Other research in Pace’s lab is focused on a genetic cure for sickle cell disease. Pace plans to take small pieces of DNA and use these custom-tailored “slices of life,” so to speak, to correct the sickle cell genes. Genes, are made up of “A, T, G and C” base pairs – or building blocks, that control almost everything in our bodies. A single mutation – where a genetic “A” has been switched to a “T” – causes the sickle cell mutation. Pace hopes to essentially patch the error with a new piece of DNA.
Pace, who was interviewed for the November issue of Ebony magazine, said her interest in treating this disease goes all the way back to her childhood. Children in a family close to hers suffered from the disease, and Pace had to endure the pain of losing a childhood friend to the condition. Given a variety of disciplines to enter into after medical school, she reached back into her past for the inspiration to uncover future treatments and cures for sickle cell disease.
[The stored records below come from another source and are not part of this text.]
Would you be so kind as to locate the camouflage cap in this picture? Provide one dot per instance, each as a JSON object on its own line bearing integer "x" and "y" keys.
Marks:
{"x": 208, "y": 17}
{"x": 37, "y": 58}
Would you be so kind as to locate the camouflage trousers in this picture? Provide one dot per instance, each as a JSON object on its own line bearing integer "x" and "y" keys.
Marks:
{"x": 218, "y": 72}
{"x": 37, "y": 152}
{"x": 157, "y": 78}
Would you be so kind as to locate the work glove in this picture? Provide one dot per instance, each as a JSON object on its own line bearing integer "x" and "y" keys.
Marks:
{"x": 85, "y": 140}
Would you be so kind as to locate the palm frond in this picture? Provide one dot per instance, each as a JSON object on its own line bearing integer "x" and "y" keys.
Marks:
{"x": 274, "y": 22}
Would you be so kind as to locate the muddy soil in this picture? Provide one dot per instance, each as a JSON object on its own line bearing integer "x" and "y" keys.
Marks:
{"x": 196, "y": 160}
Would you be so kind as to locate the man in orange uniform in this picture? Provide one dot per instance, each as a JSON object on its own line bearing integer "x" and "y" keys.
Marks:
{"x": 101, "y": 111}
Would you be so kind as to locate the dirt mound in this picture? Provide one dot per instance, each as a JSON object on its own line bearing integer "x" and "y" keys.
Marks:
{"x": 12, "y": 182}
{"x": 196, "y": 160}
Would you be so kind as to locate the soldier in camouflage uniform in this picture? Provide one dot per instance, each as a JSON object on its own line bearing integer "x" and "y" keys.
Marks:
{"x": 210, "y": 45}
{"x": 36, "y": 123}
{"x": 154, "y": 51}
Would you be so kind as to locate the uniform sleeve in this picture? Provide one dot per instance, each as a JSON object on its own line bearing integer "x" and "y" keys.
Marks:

“There are other treatments out there, even a cure,” Pace said. “More than 250 children have been cured by bone marrow transplants, but less than 10 percent of children have suitable donors. We’re looking for universal cures. Researchers in this field feel confident that within the next decade we’ll have a universal cure for sickle cell disease that doesn’t require a donor.”
Pace, a frequently invited speaker, recently spoke at the 16th annual Hemoglobin Switching Conference in Monterrey, Calif. Experts were invited from around the world to present the latest advances in the hemoglobin field.